Uploading Personal ssh Keys to Amazon EC2

| 4 Comments

Amazon recently launched the ability to upload your own ssh public key to EC2 so that it can be passed to new instances when they are launched. Prior to this you always had to use an ssh keypair that was generated by Amazon.

The benefits of using your own ssh key include:

  • Amazon never sees the private part of the ssh key (though they promise they do not save a copy after you downloaded it and we all trust them with this)

  • The private part of the ssh key is never transmitted over the network (though it always goes over an encrypted connection and we mostly trust this)

  • You can now upload the same public ssh key to all EC2 regions, so you no longer have to keep track of a separate ssh key for each region.

  • You can use your default personal ssh key with brand new EC2 instances, so you no longer have to remember to specify options like -i EC2KEYPAIR in every ssh, scp, rsync command.

If you haven’t yet created an ssh key for your local system, it can be done with the command:

ssh-keygen

You can accept the default file locations, and I recommend using a secure passphrase to keep the key safe.

Here are some sample commands that will upload to all existing regions your personal ssh public key from the default file location on Ubuntu, giving it an EC2 keypair name of your current username. Adjust to suit your preferences:

keypair=$USER  # or some name that is meaningful to you
publickeyfile=$HOME/.ssh/id_rsa.pub
regions=$(ec2-describe-regions | cut -f2)

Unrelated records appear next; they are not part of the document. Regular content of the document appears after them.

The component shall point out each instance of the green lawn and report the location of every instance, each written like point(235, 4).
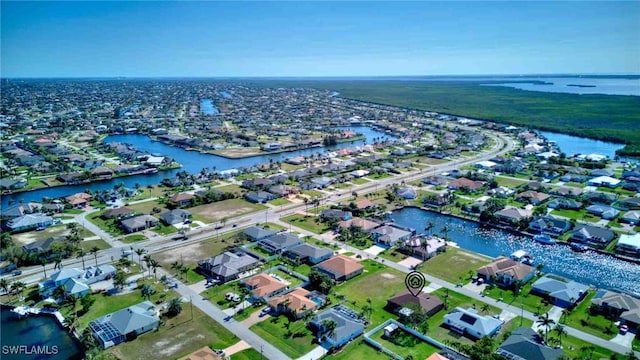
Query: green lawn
point(274, 331)
point(421, 350)
point(466, 264)
point(279, 201)
point(179, 336)
point(309, 223)
point(597, 325)
point(133, 238)
point(359, 181)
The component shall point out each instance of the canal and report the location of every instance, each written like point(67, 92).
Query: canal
point(192, 162)
point(591, 268)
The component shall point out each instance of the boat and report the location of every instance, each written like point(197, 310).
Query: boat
point(522, 256)
point(544, 239)
point(578, 247)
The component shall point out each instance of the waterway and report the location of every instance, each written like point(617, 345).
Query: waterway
point(589, 267)
point(207, 107)
point(192, 162)
point(41, 331)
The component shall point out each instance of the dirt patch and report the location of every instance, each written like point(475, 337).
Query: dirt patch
point(193, 251)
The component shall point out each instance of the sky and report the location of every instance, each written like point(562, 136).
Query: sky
point(304, 39)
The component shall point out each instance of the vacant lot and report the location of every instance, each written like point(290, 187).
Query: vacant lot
point(225, 209)
point(455, 265)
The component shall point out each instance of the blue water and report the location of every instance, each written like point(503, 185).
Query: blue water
point(207, 107)
point(606, 86)
point(571, 145)
point(192, 161)
point(591, 268)
point(37, 330)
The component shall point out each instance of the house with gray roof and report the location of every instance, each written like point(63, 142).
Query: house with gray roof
point(257, 233)
point(29, 221)
point(526, 344)
point(309, 253)
point(125, 324)
point(227, 266)
point(138, 223)
point(390, 235)
point(175, 216)
point(592, 235)
point(279, 243)
point(348, 326)
point(468, 321)
point(559, 291)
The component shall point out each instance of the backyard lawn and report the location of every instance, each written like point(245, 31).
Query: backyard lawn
point(309, 223)
point(274, 331)
point(179, 336)
point(466, 263)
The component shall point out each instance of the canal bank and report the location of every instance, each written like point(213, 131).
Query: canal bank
point(592, 268)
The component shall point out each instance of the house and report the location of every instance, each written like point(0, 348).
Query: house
point(309, 253)
point(512, 214)
point(297, 303)
point(618, 306)
point(138, 223)
point(125, 324)
point(360, 223)
point(263, 286)
point(259, 197)
point(182, 199)
point(335, 214)
point(526, 344)
point(533, 197)
point(606, 181)
point(558, 291)
point(348, 326)
point(79, 200)
point(465, 183)
point(257, 233)
point(468, 321)
point(592, 235)
point(506, 272)
point(175, 216)
point(390, 235)
point(631, 217)
point(279, 243)
point(29, 222)
point(340, 268)
point(604, 211)
point(549, 225)
point(423, 247)
point(629, 245)
point(430, 304)
point(227, 266)
point(117, 213)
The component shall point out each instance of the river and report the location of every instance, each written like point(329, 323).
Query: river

for region in $regions; do
  echo $region
  ec2-import-keypair --region $region --public-key-file $publickeyfile $keypair
done

When you start new instances, you can now specify this new keypair name and EC2 will provide the previously uploaded public ssh key to the instance, allowing you to ssh in. For example:

ec2-run-instances --key $USER ami-508c7839
[...]
ec2-describe-instances i-88eb15e5
[...]
ssh ubuntu@ec2-184-73-107-172.compute-1.amazonaws.com

Don’t forget to terminate the instance if you started one to test this.

[Update]

Based on a Twitter question, I tested uploading a DSA public ssh key (instead of RSA) and got this error from Amazon:

Client.InvalidKeyPair.Format: Invalid DER encoded key material

I don’t see why DSA would not work since it’s just a blurb of text being stored by EC2 and passed to the instance to add to $HOME/.ssh/authorized_keys but there you have it.

4 Comments

Would be great if the key could just be an authorized_keys file, with multiple keys, and possibly restrictions on some of them. I haven't tried it yet, but sounds like Amazon checks the format to match a single rya key only.

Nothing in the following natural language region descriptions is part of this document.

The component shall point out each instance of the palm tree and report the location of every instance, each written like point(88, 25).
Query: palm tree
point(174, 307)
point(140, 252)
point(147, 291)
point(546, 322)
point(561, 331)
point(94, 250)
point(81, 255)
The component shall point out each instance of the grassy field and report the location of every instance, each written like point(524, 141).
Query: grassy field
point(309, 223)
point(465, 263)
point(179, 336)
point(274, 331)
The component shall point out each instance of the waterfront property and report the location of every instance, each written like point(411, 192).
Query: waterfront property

mfairchi: Yep, it might have been nice if Amazon let us pass in an arbitrary number of labeled data blobs to new instances. Having different blobs would let AMIs combine features from multiple systems where each system looked for its data in a uniquely named blob. Right now, it's just the strictly formatted public key and the single user-data blob and everybody has to share the single user-data with no enforceable global standard.

This is very interesting in terms of the security benefits.

As far as the fourth benefit is concerned, one can add IdentityFile to the appropriate host section of the ~/.ssh/config file and wouldn't have to specify the keypair on the command line.

Regarding keys for different regions, the ssh_config man page states "It is possible to have multiple identity files specified in configuration files; all the identities will be tried in sequence." If I understand that correctly, one could just create a host=* section and put the keypairs for all regions there. I haven't tried this myself yet.

altaurog:

Yep, it looks like there are some tricks you can use if you really need to keep using ssh keys generated by Amazon, but I think it's still simpler to upload your own key in most cases.

If Amazon had provided the ability to upload our own ssh keys from the beginning with EC2, I doubt anybody would have converted to using ones generated by Amazon unless they really didn't know how to use tools like ssh-keygen.